Samples records in the data file (SAM file):
M01383 0 chr4 66439384 255 31M * 0 0 AAGAGGA GFAFHGD MD:Z:31 NM:i:0
M01382 0 chr1 241995435 255 31M * 0 0 ATCCAAG AFHTTAG MD:Z:31 NM:i:0
......
- The data files are line-by-line based
- The size of the data files are varies from 1G - 5G.
I need to go through the record in the data file line by line, get a particular value (e.g. 4th value, 66439384) from each line, and pass this value to another function for processing. Then some results counter will be updated.
the basic workflow is like this:
# global variable, counters will be updated in search function according to the value passed.
counter_a = 0
counter_b = 0
counter_c = 0
open textfile:
for line in textfile:
value = line.split()[3]
search_function(value) # this function takes abit long time to process
def search_function (value):
some conditions checking:
update the counter_a or counter_b or counter_c
With single process code and about 1.5G data file, it took about 20 hours to run through all the records in one data file. I need much faster code because there are more than 30 of this kind data file.
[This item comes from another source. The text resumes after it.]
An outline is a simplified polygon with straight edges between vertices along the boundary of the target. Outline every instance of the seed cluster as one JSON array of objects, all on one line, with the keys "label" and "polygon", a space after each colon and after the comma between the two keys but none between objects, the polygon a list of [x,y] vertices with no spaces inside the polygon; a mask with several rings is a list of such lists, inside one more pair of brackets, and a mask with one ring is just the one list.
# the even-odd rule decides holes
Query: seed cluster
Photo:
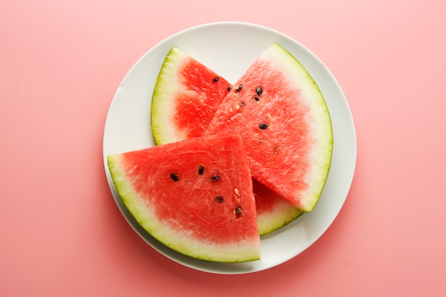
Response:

I was thinking to process the data file in N chunks in parallel, and each chunk will perform above workflow and update the global variable (counter_a, counter_b, counter_c) simultaneously. But I don't know how to achieve this in code, or wether this will work.
I have access to a server machine with: 24 processors and around 40G RAM.
Anyone could help with this? Thanks very much.